DGCNN — Dynamic Graph CNN

File: src/deep_learning/models/DGCNN.py Paper: arXiv:1801.07829

Rather than treating points in isolation, DGCNN constructs a k-nearest-neighbour graph and processes edges (relationships between points). Crucially, the graph is rebuilt at each layer in the current feature space, not fixed to the original 3D coordinates.

How it works

EdgeConv — for each point, find its k nearest neighbours in the current feature space, form edge features by concatenating the relative and absolute features [x_j − x_i, x_i], then apply a shared MLP and max-pool over the k neighbours.

Input (B, N, 3)
    │
    ▼  EdgeConv-1: k-NN in 3D space  →  edge features (B, 6, N)  →  Conv → (B, 64, N)
    │
    ▼  EdgeConv-2: k-NN in 64-d feature space  →  (B, 128, N)  →  (B, 64, N)
    │
    ▼  EdgeConv-3: k-NN in 64-d feature space  →  (B, 128, N)  →  (B, 128, N)
    │
    ▼  EdgeConv-4: k-NN in 128-d feature space  →  (B, 256, N)
    │
    ▼  Concatenate all EdgeConv outputs  →  (B, 512, N)
    │
    ▼  Conv1d(512 → 1024)  →  (B, 1024, N)
    │
    ▼  Dual global pooling: max-pool + avg-pool  →  concatenate  →  (B, 2048)
    │
    ▼  Classifier MLP: Linear(2048→512) → BN → LeakyReLU → Dropout
    │                   Linear(512→256)  → BN → LeakyReLU → Dropout
    ▼  Linear(256→num_classes)  →  logits (B, C)

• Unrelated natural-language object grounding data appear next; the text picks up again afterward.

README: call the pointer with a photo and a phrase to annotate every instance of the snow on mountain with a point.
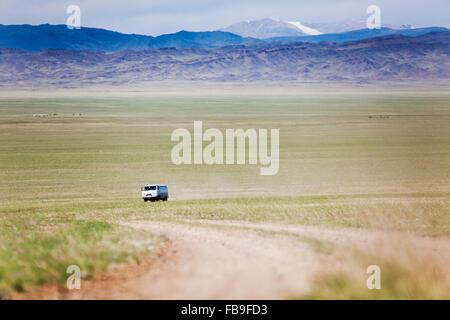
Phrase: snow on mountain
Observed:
(304, 29)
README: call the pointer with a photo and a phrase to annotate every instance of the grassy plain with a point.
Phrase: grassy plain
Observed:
(367, 158)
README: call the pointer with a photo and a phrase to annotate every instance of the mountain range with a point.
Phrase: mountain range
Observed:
(42, 37)
(388, 58)
(271, 28)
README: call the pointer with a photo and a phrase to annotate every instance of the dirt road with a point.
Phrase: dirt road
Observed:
(231, 260)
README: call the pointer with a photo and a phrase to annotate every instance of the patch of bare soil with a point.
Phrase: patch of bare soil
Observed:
(229, 260)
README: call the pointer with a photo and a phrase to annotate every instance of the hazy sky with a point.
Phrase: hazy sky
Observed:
(155, 17)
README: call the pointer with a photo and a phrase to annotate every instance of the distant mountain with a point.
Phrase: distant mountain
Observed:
(358, 35)
(390, 58)
(269, 28)
(350, 25)
(41, 37)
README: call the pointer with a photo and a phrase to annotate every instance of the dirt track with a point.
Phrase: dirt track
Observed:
(230, 260)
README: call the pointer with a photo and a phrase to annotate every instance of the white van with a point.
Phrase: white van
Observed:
(155, 192)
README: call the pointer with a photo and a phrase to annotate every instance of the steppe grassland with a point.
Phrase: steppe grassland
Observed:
(376, 158)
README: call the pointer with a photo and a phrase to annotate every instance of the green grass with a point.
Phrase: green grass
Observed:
(66, 180)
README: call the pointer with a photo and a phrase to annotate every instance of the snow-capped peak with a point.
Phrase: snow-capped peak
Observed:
(304, 29)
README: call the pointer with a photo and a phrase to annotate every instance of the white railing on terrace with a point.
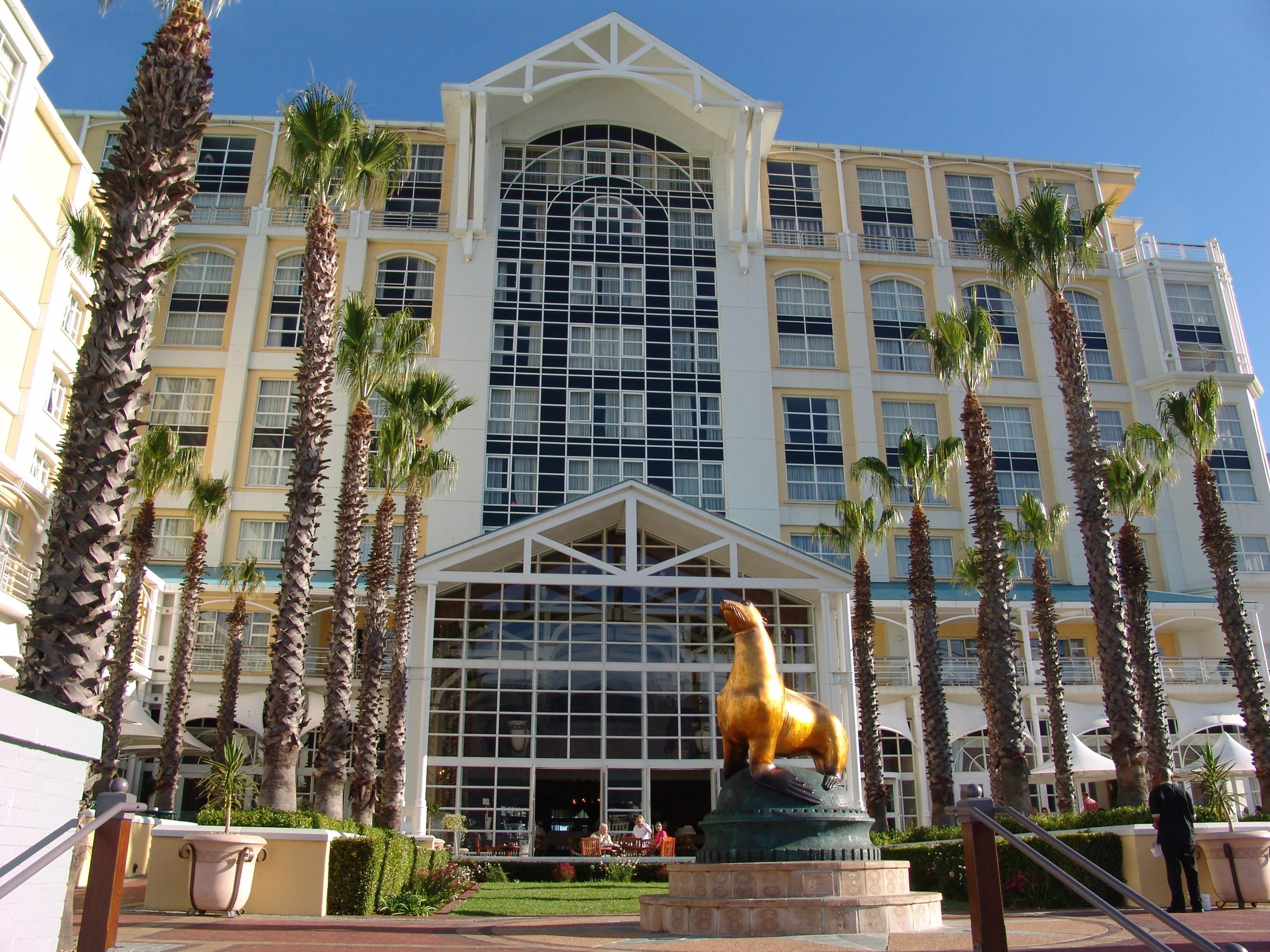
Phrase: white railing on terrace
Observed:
(411, 221)
(778, 238)
(887, 245)
(1197, 671)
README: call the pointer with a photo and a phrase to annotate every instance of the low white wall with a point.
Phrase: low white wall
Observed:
(45, 753)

Key insight: Rebuilding the graph at every layer means the network defines "neighbourhood" in progressively abstract feature spaces, not just spatial proximity. This lets it capture semantic relationships that may not be geometrically local.


PointTransformer

File: src/deep_learning/models/PointTransformer.py Paper: arXiv:2012.09164

Applies self-attention — the mechanism behind large language models — to point clouds, but with a key adaptation: attention weights are vectors (one weight per feature channel) rather than scalars. This allows the model to selectively attend to different feature dimensions for different neighbours.

How it works

PointTransformerBlock — for each point, query its k nearest neighbours. Compute attention weights using the query-key difference plus a relative position encoding:

attn = softmax( MLP(Q_i − K_j + pos_enc(x_i − x_j)) )    # shape: (k, d)
out_i = Σ_j  attn_j  ⊙  (V_j + pos_enc(x_i − x_j))      # element-wise ⊙

Five hierarchical stages, each pairing a PointTransformerBlock with a TransitionDown (FPS + kNN aggregation to downsample):

Input (B, N, 3)
    │
    ▼  Input MLP: Linear(3→32)
    │
    ▼  Stage 1: Block(32, k=16)  →  TransitionDown(32→64,  pts=256)
    ▼  (B, 256, 64)
    │
    ▼  Stage 2: Block(64, k=16)  →  TransitionDown(64→128, pts=64)
    ▼  (B, 64, 128)
    │
    ▼  Stage 3: Block(128, k=16) →  TransitionDown(128→256, pts=16)
    ▼  (B, 16, 256)
    │
    ▼  Stage 4: Block(256, k=16) →  TransitionDown(256→512, pts=4)
    ▼  (B, 4, 512)
    │
    ▼  Stage 5: Block(512, k=4)
    ▼  (B, 4, 512)
    │
    ▼  Global average pool  →  (B, 512)
    │
    ▼  Classifier MLP: Linear(512→256) → BN → ReLU → Dropout
    ▼  Linear(256→num_classes)  →  logits (B, C)

Key insight: Vector attention gives each feature channel its own attention score per neighbour, letting the model learn which spatial relationships matter most for each type of feature — a strictly richer aggregation than scalar-attention transformers.